January 30, 2003

Mexico's ID card for aliens in
U.S. prompts a validity bill

By Jerry Seper
THE WASHINGTON TIMES


Members of the Congressional Immigration
Reform Caucus, concerned about Mexico's issuance
of identification cards to its citizens now in this
country, introduced legislation yesterday to ensure the
security and validity of ID cards accepted by the
federal government.
Rep. Tom Tancredo,
Colorado Republican and
caucus chairman, called
Mexico's delivery of nearly a
million "matricula consular
cards" to its citizens in the
United States, many of whom
are here illegally, "extremely
important for reasons of
national security."
"We need to stop attempts
by Mexico to obtain locally
what they could not get from
the Congress; that is
amnesty," Mr. Tancredo said
at a press conference.
"Specifically, I am referring to efforts by the Mexican
government to use their consular offices in the United
States to encourage the violation of U.S. federal law."
Mr. Tancredo said Mexico's 47 consular offices
were "actively lobbying state and local governments"

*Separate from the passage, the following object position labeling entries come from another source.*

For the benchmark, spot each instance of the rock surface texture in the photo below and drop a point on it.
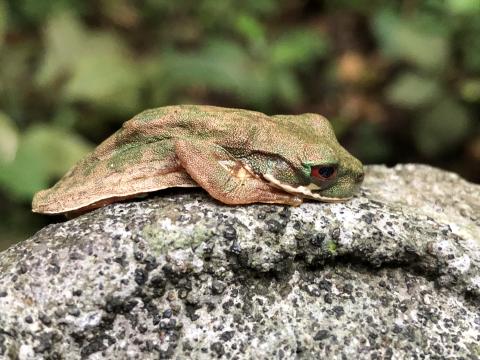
(394, 273)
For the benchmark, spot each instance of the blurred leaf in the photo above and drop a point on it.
(288, 88)
(44, 153)
(410, 40)
(370, 145)
(410, 90)
(463, 7)
(470, 90)
(298, 47)
(105, 75)
(98, 66)
(220, 65)
(470, 44)
(250, 28)
(65, 38)
(8, 139)
(3, 20)
(36, 11)
(446, 125)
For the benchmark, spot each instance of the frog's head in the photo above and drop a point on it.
(322, 170)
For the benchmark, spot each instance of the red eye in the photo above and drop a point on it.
(324, 172)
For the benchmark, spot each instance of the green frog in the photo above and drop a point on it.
(237, 156)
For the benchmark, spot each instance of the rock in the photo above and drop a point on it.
(393, 273)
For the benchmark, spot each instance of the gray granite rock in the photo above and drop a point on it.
(394, 273)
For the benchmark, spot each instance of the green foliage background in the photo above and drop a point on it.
(400, 80)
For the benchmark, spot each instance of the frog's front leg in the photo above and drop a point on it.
(225, 178)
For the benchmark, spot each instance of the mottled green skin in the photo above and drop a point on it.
(211, 147)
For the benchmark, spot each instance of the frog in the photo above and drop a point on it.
(237, 156)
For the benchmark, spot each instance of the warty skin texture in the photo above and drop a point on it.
(237, 156)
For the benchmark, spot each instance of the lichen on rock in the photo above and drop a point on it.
(394, 273)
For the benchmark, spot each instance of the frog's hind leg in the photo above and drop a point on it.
(225, 178)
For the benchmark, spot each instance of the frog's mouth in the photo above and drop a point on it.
(304, 191)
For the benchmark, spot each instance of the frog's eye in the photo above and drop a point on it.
(323, 172)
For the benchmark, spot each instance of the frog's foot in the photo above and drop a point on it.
(225, 178)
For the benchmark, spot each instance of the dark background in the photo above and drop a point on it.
(400, 80)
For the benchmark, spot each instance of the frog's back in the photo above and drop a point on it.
(139, 158)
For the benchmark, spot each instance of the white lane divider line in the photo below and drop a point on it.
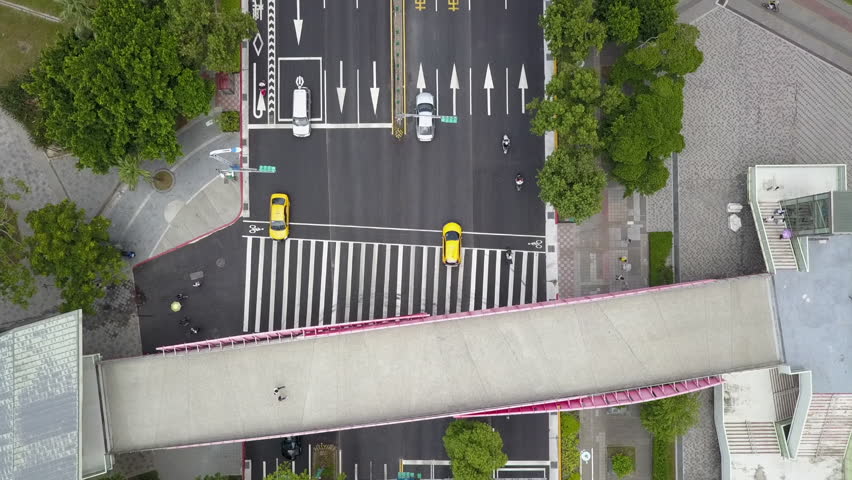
(437, 88)
(423, 269)
(472, 300)
(460, 287)
(497, 264)
(323, 276)
(510, 297)
(470, 87)
(398, 292)
(535, 278)
(435, 282)
(298, 298)
(373, 282)
(309, 307)
(410, 309)
(335, 280)
(523, 298)
(272, 277)
(448, 288)
(507, 90)
(386, 282)
(486, 261)
(286, 287)
(358, 95)
(248, 285)
(348, 304)
(259, 295)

to accept the identification cards, which are being
used by Mexican nationals to apply for social
services, open bank accounts, cash checks, sign
lease and rental agreements, board airplanes and as
identification for police agencies.
"This is a card with no use except by those living
illegally in the United States," Mr. Tancredo said. "It
should not be accepted as proof of identification by
state, local or federal agencies."
Earlier this month, Mr. Tancredo and 11 other
House Republicans in a letter to Secretary of State
Colin L. Powell questioned the propriety of the cards,
describing them as an "issue of enormous
significance that has massive implications for the
nation."
The lawmakers said that while national
identification cards were nothing new, providing them
with the "express purpose of evading U.S. law was
something entirely different."
"The active lobbying of local and state
governments by consuls of foreign countries is, at
least, a breach of international protocol deserving of a
serious response by our government," the letter said.
In addition to Mr. Tancredo, the letter was signed
by Republican Reps. John T. Doolittle and Dana
Rohrabacher of California; Nathan Deal and Charlie
Norwood of Georgia; Todd Akin of Missouri; Walter
B. Jones Jr. of North Carolina; John Sullivan of
Oklahoma; Sam Johnson and Lamar Smith of Texas;
and Jo Ann Davis and Virgil H. Goode Jr. of Virginia.

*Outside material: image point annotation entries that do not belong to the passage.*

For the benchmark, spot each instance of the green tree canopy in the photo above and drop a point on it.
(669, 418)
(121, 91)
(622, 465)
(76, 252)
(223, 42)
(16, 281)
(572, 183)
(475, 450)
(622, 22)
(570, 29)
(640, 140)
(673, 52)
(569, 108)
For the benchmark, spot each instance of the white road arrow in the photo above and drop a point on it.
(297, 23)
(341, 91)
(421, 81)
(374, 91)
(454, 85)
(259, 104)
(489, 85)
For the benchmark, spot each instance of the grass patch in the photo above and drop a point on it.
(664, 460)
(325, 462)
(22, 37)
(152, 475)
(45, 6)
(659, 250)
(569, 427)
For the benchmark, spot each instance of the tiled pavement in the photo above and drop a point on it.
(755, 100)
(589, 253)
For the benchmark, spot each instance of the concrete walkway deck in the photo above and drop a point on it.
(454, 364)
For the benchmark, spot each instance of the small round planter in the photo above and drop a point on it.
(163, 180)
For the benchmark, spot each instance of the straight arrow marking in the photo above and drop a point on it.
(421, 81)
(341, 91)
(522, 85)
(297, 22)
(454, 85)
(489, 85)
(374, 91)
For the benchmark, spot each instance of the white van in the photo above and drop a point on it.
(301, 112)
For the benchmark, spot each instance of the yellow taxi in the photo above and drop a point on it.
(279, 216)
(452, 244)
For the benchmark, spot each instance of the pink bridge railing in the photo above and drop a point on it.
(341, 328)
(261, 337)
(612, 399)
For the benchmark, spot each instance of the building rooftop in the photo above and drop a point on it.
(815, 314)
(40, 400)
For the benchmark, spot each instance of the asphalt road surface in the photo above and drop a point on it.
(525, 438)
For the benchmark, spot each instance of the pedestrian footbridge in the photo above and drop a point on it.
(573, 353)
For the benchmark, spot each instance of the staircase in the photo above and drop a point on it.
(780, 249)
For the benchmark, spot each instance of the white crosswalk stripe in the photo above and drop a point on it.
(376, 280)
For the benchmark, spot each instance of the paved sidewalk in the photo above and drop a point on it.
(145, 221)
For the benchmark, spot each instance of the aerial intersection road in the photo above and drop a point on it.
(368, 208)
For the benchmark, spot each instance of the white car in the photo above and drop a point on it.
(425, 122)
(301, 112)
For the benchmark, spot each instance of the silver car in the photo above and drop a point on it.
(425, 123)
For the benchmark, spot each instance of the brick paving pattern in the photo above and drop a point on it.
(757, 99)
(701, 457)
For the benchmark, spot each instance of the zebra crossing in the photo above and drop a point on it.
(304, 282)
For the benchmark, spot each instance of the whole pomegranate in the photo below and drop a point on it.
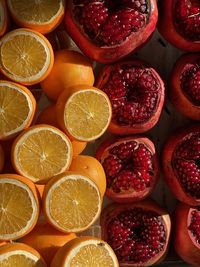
(185, 85)
(108, 30)
(181, 164)
(137, 94)
(138, 232)
(131, 167)
(187, 233)
(179, 23)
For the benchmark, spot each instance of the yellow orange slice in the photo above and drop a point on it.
(19, 206)
(42, 16)
(84, 112)
(26, 56)
(41, 152)
(17, 109)
(20, 255)
(85, 252)
(71, 202)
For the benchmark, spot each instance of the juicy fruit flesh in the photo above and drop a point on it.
(194, 226)
(16, 208)
(20, 261)
(187, 19)
(133, 92)
(190, 82)
(93, 255)
(186, 164)
(128, 167)
(74, 204)
(136, 235)
(110, 22)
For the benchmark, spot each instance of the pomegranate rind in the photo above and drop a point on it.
(185, 247)
(167, 29)
(113, 209)
(111, 54)
(103, 151)
(169, 175)
(136, 128)
(178, 98)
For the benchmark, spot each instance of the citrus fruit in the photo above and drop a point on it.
(48, 116)
(91, 167)
(17, 109)
(84, 112)
(20, 255)
(3, 17)
(42, 16)
(19, 208)
(26, 56)
(70, 68)
(71, 202)
(47, 240)
(2, 158)
(41, 152)
(85, 252)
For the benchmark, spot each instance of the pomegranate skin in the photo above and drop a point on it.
(167, 29)
(169, 175)
(113, 209)
(136, 128)
(109, 54)
(184, 244)
(178, 98)
(130, 197)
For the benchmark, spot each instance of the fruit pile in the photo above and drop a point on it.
(51, 193)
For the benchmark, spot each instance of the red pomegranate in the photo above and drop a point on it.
(137, 94)
(131, 167)
(179, 23)
(187, 233)
(185, 85)
(138, 232)
(108, 30)
(181, 164)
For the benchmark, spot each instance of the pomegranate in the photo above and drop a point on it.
(136, 92)
(108, 30)
(131, 167)
(181, 164)
(138, 232)
(187, 233)
(185, 85)
(179, 23)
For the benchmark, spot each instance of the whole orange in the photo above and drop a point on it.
(70, 68)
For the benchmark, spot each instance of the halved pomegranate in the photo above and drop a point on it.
(179, 23)
(108, 30)
(131, 167)
(137, 94)
(138, 232)
(187, 233)
(181, 164)
(185, 85)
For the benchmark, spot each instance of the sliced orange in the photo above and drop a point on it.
(84, 112)
(4, 20)
(85, 251)
(17, 109)
(48, 116)
(20, 255)
(2, 158)
(42, 16)
(92, 167)
(71, 202)
(47, 240)
(19, 209)
(26, 56)
(41, 152)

Mexico began a coordinated program of issuing
identification cards to Mexican nationals in the United
States shortly after the September 11 attacks on the
World Trade Center and the Pentagon. The terrorist
strikes had derailed a Bush administration proposal
for amnesty to the 3 million to 5 million Mexican
nationals who are in this country illegally.
Mexican President Vicente Fox has overseen a
lobbying campaign by his government to persuade
U.S. mayors, police chiefs and bank presidents to
accept the cards as legal identification. Hundreds of
state and local governments, along with 798 police
agencies and 74 banks, now accept the cards.
Guatemala, Honduras, Poland, Peru and El
Salvador have since begun or are considering issuing
identification cards of their own for their citizens now
in the United States, based on the success of the
Mexican program.
A report Tuesday by the Washington-based Center
for Immigration Studies (CIS) said the Mexican
government had undertaken an aggressive
grass-roots lobbying campaign to win acceptance of
the cards, especially in areas where Mexican illegal
aliens are concentrated.
CIS, a nonpartisan, nonprofit research organization
that supports scaling back immigration levels to the
United States, said in a report that Mexico's objective
was to achieve quasi-legal status for Mexican
nationals illegally in this country without waiting for the
now-stalled amnesty legislation.
The report also said the card was useful only for
illegal aliens, because legal immigrants have U.S.
government-issued documents, and that safeguards
were not in place to prevent the fraudulent issuance of
cards.
The cards, which cost $29, are valid for five years.
They can be obtained from any of the Mexican
consular offices in this country with a birth certificate,
ID photo and proof of U.S. residence.